A couple of days ago Brandon Wright emailed me a link to a post he wrote on how competition shooting can benefit tactical guys. You can check the post out here. Brandon’s a USPSA GM and IDPA DM, and he makes some really excellent points about tactics and competition.
Then just this morning, a post by Craig “Sawman” Sawyer, former Navy SEAL and current tv personality popped up in my newsfeed about the difference between competition shooting and “real world” shooting. You can read the entire story here. Sawman’s article focuses primarily on the differences between competition and real life, and sort of comes apart at the end into a “gamer guns suck lolololol” – and focuses entirely on 1911s. Which is interesting, because the most popular gun in IDPA or USPSA competition by a long shot is polymer and striker fired, not some fancy $5,000 racegun.

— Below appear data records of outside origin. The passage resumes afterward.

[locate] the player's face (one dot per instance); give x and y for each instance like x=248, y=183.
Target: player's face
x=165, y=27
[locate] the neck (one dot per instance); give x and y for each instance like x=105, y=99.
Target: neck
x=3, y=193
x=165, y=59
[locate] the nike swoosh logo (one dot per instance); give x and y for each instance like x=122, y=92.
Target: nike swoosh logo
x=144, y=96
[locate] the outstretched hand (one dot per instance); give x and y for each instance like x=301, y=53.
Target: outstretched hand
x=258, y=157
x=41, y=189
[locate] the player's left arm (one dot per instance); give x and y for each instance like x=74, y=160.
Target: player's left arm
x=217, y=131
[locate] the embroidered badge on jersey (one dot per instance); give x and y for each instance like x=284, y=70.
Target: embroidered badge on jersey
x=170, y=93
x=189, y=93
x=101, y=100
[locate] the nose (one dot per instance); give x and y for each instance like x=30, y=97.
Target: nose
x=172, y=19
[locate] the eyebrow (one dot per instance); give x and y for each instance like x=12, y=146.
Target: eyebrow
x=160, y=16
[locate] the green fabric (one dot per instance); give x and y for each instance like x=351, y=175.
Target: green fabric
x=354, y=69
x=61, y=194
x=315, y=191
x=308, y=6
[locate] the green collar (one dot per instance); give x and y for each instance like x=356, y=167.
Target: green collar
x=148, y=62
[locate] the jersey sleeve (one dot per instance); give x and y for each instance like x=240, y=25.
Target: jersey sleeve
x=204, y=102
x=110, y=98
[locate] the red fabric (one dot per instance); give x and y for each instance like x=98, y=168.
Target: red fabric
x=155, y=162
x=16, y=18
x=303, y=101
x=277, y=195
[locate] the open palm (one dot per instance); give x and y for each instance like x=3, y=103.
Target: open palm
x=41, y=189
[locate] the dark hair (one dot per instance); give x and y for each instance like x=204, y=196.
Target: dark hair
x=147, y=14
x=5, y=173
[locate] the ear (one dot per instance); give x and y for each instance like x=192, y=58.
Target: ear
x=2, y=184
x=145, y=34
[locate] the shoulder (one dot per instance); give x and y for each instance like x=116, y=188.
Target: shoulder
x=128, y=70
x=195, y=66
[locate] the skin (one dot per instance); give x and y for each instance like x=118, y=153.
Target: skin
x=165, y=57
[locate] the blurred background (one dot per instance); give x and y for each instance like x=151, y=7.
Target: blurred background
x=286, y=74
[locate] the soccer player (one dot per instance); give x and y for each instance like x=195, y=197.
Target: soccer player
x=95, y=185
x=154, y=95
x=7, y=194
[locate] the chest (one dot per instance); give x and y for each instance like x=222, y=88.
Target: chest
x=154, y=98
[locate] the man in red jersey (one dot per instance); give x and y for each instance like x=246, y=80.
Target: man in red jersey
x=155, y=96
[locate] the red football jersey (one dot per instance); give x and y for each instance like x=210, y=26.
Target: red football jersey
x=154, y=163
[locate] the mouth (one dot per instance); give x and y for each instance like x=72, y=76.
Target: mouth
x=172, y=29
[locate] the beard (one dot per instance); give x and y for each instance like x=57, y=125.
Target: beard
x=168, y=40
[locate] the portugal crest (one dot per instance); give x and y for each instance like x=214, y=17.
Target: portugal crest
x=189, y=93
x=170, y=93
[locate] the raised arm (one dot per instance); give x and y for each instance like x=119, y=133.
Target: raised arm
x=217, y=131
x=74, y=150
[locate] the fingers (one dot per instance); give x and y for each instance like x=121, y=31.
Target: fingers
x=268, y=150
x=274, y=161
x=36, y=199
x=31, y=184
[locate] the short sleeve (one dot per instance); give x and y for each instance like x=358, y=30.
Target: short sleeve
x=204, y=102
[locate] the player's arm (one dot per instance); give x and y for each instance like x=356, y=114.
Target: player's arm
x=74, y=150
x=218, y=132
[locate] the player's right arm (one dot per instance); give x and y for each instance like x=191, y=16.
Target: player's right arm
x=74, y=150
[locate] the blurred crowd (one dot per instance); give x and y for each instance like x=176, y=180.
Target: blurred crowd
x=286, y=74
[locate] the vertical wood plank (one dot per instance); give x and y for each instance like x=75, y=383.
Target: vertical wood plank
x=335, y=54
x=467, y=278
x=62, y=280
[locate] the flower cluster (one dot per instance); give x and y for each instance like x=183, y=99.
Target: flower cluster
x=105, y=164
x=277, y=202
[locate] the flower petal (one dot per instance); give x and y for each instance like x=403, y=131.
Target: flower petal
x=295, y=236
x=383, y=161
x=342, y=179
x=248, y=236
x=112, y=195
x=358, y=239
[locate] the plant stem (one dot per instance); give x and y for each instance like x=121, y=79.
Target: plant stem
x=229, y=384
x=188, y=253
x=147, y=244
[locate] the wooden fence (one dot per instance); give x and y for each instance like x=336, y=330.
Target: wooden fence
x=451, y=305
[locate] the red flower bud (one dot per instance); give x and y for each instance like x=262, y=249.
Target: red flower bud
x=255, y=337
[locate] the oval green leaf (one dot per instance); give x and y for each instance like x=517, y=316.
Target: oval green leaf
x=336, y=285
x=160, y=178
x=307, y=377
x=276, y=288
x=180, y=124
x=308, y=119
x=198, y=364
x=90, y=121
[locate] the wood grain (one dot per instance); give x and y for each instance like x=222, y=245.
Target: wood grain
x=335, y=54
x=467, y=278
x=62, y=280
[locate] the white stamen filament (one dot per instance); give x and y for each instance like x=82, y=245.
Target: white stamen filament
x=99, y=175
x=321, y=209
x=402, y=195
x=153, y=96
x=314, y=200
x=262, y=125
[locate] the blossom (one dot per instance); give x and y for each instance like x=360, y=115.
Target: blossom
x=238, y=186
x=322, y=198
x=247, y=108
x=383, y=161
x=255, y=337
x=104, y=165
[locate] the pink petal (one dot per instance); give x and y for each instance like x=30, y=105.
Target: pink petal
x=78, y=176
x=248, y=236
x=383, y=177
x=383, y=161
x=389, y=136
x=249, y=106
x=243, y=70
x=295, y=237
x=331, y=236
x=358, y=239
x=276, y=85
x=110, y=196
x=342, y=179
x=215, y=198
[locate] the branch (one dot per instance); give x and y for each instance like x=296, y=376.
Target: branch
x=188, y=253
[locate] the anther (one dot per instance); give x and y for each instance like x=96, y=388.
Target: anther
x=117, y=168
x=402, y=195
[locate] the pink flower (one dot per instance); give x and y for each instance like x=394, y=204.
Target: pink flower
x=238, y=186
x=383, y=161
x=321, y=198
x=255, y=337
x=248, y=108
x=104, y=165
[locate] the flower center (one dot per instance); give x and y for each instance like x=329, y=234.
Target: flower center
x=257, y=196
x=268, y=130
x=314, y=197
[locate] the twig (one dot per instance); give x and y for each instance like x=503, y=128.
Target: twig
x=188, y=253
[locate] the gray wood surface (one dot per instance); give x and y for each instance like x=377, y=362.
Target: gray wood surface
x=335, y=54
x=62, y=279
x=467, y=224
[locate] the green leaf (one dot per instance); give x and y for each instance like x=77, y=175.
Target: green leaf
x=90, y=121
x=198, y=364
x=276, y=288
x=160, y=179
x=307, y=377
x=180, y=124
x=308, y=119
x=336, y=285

So when you compare the two articles, you’ve got Brandon Wright saying “competition will make you better at shooting” and Sawman saying “competition isn’t a gunfight and 1911s suck.” Which is fair, because some 1911s do suck, and competition isn’t a gunfight.
But here’s the thing, and it’s something I think Brandon touches on a little bit and I wish he’d fleshed out more: no one is saying that competition shooting will make you better at tactics. We’re just not. We do frequently (and correctly) say that competition shooting will make you better at shooting and gunhandling, but it’s not going to teach you to do a solo room clear or how to negotiate a t-shaped hallway by yourself.
We’ve reached a point now where tactical training guys have erected this strawman argument that competition will get you killed so many times that other tactical trainers buy into it without bothering to check to see if any competition guys are saying “hey, shooting competitions will make you better at tactical ninja skills.” Which, as I’ve mentioned, we’re not. Personally, if an instructor says “don’t shoot competition” to their students, I’m far less likely to take them seriously on other topics. However, if an instructor says “hey, competition is awesome because it makes you better at shooting, but just be aware it’s not about tactics” – that seems like a reasonable approach for a tactical guy to take.
Which leaves us with the question of why certain tactical instructors who don’t shoot competitions also don’t recommend competition to their students; but that’s another post.